The results are saved back into a new CSV for later analysis (`*_wer` columns for each model).

In [None]:
# ==========================================
# COMPUTE FILE-LEVEL WER FOR ALL MODELS
# ==========================================

# Mount Google Drive
from google.colab import drive
drive.mount('/content/drive')

import pandas as pd
from jiwer import wer
import re, os

# ==========================================
# CONFIGURATION
# ==========================================
BASE_DIR = "/content/drive/MyDrive/Capstone"
FILES = {
    "tomroma": f"{BASE_DIR}/Baseline/transcriptions_cleaned.csv",
    "cslu": f"{BASE_DIR}/Baseline/child_speech_cleaned.csv"
}

def normalize(s):
    """Lowercase and remove punctuation/spaces for fair WER comparison."""
    s = re.sub(r"[^\w\s]", "", str(s).lower())
    return re.sub(r"\s+", " ", s).strip()

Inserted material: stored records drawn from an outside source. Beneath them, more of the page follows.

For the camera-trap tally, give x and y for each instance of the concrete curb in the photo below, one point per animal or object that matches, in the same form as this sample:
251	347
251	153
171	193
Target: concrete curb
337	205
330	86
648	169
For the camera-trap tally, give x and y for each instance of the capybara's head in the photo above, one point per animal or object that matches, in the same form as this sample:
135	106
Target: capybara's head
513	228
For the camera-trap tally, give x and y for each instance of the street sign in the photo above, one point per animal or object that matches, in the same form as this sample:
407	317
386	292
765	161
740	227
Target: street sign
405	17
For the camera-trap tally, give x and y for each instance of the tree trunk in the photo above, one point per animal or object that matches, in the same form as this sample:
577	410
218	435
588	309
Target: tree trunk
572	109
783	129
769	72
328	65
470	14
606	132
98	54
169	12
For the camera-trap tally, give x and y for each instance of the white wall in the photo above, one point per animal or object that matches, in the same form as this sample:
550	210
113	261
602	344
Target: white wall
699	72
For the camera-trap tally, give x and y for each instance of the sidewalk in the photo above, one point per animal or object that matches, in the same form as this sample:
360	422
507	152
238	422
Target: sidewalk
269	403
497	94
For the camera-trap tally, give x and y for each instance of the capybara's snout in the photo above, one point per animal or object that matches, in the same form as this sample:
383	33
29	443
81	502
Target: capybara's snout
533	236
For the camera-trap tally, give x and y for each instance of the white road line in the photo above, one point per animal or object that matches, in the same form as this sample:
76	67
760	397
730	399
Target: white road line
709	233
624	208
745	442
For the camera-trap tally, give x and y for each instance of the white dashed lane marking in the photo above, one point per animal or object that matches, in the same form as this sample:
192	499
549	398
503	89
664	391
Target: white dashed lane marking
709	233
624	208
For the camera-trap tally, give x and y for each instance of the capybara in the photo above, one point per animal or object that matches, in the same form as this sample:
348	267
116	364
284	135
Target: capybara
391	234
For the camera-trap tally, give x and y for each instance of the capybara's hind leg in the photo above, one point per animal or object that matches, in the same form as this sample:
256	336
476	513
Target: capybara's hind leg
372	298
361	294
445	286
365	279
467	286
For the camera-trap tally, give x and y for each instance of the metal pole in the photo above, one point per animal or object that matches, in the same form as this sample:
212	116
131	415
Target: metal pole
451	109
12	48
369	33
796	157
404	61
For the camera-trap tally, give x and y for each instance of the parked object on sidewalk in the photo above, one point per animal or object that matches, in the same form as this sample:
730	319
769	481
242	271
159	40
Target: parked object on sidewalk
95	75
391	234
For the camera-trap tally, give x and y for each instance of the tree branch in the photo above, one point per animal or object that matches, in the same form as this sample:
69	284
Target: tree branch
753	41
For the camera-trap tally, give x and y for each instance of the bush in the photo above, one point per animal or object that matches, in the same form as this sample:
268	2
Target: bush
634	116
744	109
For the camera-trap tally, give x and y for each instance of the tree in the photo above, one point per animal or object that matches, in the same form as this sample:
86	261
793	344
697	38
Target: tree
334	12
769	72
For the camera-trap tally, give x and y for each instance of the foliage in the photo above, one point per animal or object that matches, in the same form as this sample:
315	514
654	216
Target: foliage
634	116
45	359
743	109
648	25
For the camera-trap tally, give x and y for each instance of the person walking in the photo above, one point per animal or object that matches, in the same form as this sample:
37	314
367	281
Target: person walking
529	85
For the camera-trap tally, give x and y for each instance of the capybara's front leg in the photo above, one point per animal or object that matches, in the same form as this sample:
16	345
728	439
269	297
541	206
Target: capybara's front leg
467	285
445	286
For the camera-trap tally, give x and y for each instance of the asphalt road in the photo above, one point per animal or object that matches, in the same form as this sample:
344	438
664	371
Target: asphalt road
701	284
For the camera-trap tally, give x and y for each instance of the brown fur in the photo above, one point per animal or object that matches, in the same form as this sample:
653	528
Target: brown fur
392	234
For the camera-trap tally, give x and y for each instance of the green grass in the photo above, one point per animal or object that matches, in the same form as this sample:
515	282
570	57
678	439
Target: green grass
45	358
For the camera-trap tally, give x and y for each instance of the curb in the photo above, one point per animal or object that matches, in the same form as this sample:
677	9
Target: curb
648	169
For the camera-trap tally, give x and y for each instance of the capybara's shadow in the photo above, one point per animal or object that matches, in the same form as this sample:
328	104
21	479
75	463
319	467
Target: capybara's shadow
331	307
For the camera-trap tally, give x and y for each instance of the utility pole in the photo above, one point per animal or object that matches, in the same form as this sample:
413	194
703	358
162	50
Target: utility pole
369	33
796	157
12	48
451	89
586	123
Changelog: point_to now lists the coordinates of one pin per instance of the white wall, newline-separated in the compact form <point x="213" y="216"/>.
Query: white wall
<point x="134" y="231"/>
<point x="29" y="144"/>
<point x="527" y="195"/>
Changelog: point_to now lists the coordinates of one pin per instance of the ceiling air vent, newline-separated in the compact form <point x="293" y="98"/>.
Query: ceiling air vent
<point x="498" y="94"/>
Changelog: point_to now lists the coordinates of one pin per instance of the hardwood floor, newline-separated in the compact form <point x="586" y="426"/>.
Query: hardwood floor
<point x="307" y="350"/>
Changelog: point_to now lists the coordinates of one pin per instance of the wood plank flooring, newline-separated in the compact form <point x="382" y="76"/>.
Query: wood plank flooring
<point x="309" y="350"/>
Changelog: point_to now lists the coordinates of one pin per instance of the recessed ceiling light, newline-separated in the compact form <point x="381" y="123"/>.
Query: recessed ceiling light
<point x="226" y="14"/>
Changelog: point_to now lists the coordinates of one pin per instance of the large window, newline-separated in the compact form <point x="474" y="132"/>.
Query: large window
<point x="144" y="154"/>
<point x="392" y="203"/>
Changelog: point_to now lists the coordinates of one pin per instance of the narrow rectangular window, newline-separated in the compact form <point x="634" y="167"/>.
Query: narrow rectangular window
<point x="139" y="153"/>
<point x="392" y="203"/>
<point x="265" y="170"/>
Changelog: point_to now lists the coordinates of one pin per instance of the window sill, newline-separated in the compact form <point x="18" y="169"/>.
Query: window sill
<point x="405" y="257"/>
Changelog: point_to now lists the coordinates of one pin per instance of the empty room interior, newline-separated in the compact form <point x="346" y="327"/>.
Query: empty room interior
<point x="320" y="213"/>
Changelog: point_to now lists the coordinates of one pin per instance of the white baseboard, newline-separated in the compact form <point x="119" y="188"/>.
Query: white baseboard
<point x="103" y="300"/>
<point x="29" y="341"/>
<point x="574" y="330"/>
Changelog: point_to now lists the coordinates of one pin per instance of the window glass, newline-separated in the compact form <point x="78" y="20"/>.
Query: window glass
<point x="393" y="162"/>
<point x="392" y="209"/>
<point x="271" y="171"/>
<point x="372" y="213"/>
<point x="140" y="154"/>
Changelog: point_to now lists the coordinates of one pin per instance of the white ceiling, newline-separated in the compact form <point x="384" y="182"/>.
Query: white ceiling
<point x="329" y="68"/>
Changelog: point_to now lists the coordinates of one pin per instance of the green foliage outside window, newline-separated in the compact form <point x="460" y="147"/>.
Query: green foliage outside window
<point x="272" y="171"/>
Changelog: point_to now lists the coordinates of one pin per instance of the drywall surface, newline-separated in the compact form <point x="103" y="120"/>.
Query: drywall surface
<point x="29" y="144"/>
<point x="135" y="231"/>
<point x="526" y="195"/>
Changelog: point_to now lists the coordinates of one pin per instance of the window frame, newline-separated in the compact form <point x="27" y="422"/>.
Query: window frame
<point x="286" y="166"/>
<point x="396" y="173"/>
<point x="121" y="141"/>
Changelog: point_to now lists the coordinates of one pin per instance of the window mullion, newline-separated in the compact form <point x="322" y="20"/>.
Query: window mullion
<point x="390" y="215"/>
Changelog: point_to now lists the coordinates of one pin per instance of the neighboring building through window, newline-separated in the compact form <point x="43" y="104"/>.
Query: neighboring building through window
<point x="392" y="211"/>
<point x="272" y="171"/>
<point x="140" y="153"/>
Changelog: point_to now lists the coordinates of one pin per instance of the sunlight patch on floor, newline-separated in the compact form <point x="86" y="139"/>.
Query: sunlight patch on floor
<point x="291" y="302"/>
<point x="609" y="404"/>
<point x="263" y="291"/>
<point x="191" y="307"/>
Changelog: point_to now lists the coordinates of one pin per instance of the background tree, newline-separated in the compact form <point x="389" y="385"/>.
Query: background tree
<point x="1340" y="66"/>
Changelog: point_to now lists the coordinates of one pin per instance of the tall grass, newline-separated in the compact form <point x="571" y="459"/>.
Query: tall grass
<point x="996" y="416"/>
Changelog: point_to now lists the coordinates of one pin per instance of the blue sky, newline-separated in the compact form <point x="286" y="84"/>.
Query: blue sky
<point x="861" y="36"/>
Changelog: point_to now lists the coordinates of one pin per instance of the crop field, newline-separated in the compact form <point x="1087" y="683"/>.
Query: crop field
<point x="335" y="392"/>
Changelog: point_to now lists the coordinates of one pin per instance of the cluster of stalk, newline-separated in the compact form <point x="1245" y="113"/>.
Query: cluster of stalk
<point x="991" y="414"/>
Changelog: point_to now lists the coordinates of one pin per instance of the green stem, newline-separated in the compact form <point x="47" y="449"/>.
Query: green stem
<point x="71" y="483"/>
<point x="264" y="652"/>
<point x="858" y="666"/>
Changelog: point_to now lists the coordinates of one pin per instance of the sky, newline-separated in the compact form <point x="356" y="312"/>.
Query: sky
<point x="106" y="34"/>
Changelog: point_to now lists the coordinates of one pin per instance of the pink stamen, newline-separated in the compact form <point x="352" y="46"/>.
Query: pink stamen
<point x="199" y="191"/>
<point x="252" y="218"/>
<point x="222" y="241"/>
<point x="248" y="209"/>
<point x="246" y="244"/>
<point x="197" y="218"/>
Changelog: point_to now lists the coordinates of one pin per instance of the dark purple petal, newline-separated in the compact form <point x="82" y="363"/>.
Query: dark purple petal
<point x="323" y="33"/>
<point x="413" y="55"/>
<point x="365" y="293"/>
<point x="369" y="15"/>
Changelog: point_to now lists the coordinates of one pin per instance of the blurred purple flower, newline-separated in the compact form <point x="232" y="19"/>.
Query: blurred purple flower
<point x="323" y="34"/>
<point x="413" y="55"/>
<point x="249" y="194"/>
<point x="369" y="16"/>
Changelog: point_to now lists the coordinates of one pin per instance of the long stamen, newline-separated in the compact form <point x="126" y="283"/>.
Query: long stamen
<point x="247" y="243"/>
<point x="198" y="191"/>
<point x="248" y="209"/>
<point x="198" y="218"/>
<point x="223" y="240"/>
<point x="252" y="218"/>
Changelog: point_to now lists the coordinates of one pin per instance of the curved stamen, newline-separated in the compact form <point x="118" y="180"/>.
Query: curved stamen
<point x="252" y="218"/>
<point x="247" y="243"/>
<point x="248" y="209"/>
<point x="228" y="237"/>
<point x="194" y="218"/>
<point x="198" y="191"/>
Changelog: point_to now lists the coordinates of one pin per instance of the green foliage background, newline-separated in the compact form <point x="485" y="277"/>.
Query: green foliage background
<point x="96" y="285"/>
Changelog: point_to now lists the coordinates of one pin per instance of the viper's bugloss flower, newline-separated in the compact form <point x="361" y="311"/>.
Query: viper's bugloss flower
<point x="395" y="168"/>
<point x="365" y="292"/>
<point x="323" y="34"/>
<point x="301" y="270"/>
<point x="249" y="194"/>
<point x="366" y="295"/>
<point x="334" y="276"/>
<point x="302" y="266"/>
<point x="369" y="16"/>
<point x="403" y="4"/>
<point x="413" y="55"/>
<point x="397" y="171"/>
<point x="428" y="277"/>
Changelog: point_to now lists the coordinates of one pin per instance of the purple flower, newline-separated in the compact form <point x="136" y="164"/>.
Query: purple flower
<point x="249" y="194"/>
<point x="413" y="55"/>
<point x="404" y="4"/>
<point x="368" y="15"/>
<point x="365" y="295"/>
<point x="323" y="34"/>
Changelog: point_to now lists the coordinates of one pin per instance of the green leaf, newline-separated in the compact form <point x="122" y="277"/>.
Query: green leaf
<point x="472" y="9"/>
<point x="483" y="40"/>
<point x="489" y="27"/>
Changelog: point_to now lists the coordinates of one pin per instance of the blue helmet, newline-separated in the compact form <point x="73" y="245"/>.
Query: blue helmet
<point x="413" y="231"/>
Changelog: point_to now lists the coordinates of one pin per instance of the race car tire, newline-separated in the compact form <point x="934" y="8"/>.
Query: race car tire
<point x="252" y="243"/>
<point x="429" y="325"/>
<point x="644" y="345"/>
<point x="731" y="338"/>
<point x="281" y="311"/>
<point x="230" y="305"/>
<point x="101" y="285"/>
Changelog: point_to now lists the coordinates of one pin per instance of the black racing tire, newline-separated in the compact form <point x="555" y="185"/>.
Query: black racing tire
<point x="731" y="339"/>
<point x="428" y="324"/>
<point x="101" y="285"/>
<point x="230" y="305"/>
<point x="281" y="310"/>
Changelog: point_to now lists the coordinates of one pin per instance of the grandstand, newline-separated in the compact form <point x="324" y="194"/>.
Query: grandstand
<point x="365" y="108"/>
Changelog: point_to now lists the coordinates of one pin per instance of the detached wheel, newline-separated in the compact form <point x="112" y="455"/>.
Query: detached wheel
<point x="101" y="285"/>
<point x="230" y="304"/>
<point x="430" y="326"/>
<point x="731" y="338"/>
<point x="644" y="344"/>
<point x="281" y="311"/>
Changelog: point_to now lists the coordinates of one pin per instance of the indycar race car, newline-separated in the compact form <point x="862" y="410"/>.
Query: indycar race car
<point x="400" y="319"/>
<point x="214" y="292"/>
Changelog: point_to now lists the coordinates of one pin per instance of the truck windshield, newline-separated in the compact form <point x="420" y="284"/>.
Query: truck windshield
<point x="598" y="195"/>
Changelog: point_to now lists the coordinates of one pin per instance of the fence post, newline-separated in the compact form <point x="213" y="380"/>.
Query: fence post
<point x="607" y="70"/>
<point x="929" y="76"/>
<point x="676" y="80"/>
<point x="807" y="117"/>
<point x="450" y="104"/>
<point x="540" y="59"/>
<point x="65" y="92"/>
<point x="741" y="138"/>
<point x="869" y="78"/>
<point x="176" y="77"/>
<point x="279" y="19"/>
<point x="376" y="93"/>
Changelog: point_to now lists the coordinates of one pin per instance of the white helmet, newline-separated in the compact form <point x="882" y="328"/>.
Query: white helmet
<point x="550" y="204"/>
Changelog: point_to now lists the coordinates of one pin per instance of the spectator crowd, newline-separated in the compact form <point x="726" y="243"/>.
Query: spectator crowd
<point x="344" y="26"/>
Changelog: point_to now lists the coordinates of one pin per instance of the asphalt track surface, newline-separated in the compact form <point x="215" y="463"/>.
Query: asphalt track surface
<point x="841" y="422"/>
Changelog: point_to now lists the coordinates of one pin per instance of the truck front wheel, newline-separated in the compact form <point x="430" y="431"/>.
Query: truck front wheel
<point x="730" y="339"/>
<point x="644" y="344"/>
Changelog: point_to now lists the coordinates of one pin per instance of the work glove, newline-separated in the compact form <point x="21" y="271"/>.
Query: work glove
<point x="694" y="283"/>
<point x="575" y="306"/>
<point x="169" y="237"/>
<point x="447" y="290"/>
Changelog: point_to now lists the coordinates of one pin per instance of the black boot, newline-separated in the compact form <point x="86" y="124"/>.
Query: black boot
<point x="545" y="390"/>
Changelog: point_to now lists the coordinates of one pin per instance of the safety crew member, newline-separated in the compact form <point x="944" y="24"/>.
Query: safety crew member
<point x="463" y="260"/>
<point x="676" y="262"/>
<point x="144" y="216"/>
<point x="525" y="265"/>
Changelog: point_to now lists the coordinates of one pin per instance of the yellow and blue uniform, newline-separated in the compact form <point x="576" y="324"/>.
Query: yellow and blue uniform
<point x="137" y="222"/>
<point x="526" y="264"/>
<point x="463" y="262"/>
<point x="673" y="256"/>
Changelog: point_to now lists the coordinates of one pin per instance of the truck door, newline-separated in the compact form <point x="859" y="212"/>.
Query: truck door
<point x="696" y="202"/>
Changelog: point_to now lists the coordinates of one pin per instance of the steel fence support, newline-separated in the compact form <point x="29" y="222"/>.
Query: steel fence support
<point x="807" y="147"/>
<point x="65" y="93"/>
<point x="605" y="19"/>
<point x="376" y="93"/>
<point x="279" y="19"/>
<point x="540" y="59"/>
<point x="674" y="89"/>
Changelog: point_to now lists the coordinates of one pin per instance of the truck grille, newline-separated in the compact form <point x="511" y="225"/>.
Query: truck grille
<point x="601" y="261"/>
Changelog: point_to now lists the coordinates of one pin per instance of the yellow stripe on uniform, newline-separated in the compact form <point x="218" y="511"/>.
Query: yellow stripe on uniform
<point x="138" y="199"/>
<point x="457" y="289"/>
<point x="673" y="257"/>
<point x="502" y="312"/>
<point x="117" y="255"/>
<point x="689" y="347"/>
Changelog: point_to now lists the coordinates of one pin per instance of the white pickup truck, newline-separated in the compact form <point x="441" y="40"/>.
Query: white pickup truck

# ==========================================
# WER COMPUTATION LOOP
# ==========================================
for label, path in FILES.items():
    print(f"\n=== Computing WER for {label.upper()} ===")
    df = pd.read_csv(path)

    if "transcription" not in df.columns:
        raise ValueError(f"No transcription column found in {path}")

    for model in ["whisper_small", "wav2vec2", "conformer"]:
        if model not in df.columns:
            print(f"⚠️ Column {model} not found in {label}, skipping.")
            continue

        wer_col = f"{model}_wer"
        print(f"  → Calculating {wer_col}")

        df[wer_col] = df.apply(
            lambda row: min(
                1.0,
                wer(normalize(row["transcription"]), normalize(row[model]))
            ),
            axis=1
        )

    # Save WER results to a new file
    out_path = path.replace(".csv", "_wer.csv")
    df.to_csv(out_path, index=False)
    print(f"✅ Saved WER results → {out_path}")

### WER Output Interpretation

Values range from **0.0 (perfect match)** to **1.0 (completely incorrect)**.  
Because individual utterances can vary widely in difficulty, per-file WER offers fine-grained insight into where models fail.  

The average Word Error Rates (WER) for each model and dataset are summarized below:

| Dataset | Whisper-Small | Wav2Vec2-Large | Conformer-CTC |
|:---------|:--------------:|:---------------:|:---------------:|
| **CSLU Kids’ Speech** | **0.3938** | 0.7329 | 0.6450 |
| **TomRoma Child Speech** | **0.2321** | 0.3858 | 0.3805 |

**Interpretation:**  
- Whisper-Small achieved the lowest WER across both datasets, consistent with its multilingual and robust pretraining.  
- Wav2Vec2 and Conformer exhibited higher errors, particularly on the CSLU corpus, which contains longer and more articulated utterances.  
- The TomRoma dataset yielded generally lower WERs, likely due to shorter, simpler phrases and cleaner background conditions.